Le meilleur pour la fin, l’autre ballon d’or, celui qui a placé sur la carte du monde l’Ukraine durant les années 2000 : Andreï Chevtchenko. Sheva est de la race de ces attaquants si efficaces qu’on sait qu’ils vont marquer au moment où ils sont lancés en profondeur. À la manière d’un Curry qui célèbre un panier avant même que le ballon ne soit rentré dans le cercle, Sheva était tellement fort devant le but que ses coéquipiers se préparaient à fêter un but alors qu’il n’avait pas encore enclenché sa frappe. Attaquant racé et technique, il aura remplacé dans le cœur des Rossoneris une légende comme Van Basten. Il ne se remettra jamais d’avoir quitté le club de son cœur et ternira son immense talent à Chelsea avant de revenir à Milan pour une période anecdotique statistiquement mais forte sentimentalement.

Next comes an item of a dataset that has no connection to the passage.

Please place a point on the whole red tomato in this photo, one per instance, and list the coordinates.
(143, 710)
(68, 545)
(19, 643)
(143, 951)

Rui Costa. J’avais dit 11 joueurs mais il était absolument indispensable que je parle de ce joueur si génial, si à l’aise balle aux pieds. Surnommé « Il Maestro » il était le chef d’orchestre du Milan AC, celui qui contrôlait le jeu, le rythme, le tempo. C’est de lui que pouvait venir la lumière que ce soir d’une passe ou d’un geste technique toujours effectué avec classe. Moins reconnu qu’un Kaka ou qu’un Zidane, il restera à jamais ce numéro 10 mythique qu’on oublie parfois de citer. Roi sans couronne.

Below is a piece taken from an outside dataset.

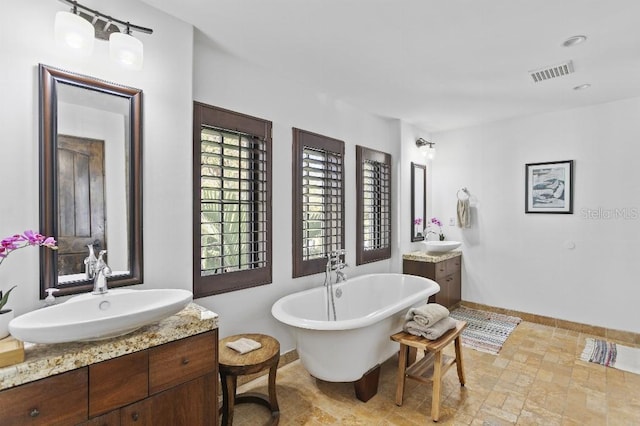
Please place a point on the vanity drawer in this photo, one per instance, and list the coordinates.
(56, 400)
(178, 362)
(117, 382)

Cette somptueuse équipe terminera deuxième de Serie A derrière une Juventus imbattable (titre finalement non attribué après le scandale des matchs truqués) et se fera coiffer à la surprise générale par Liverpool en finale de Ligue des Champions. Une fin bien triste qui, malgré tout, ne noircit pas la splendeur de cette équipe unique. Des perdants magnifiques.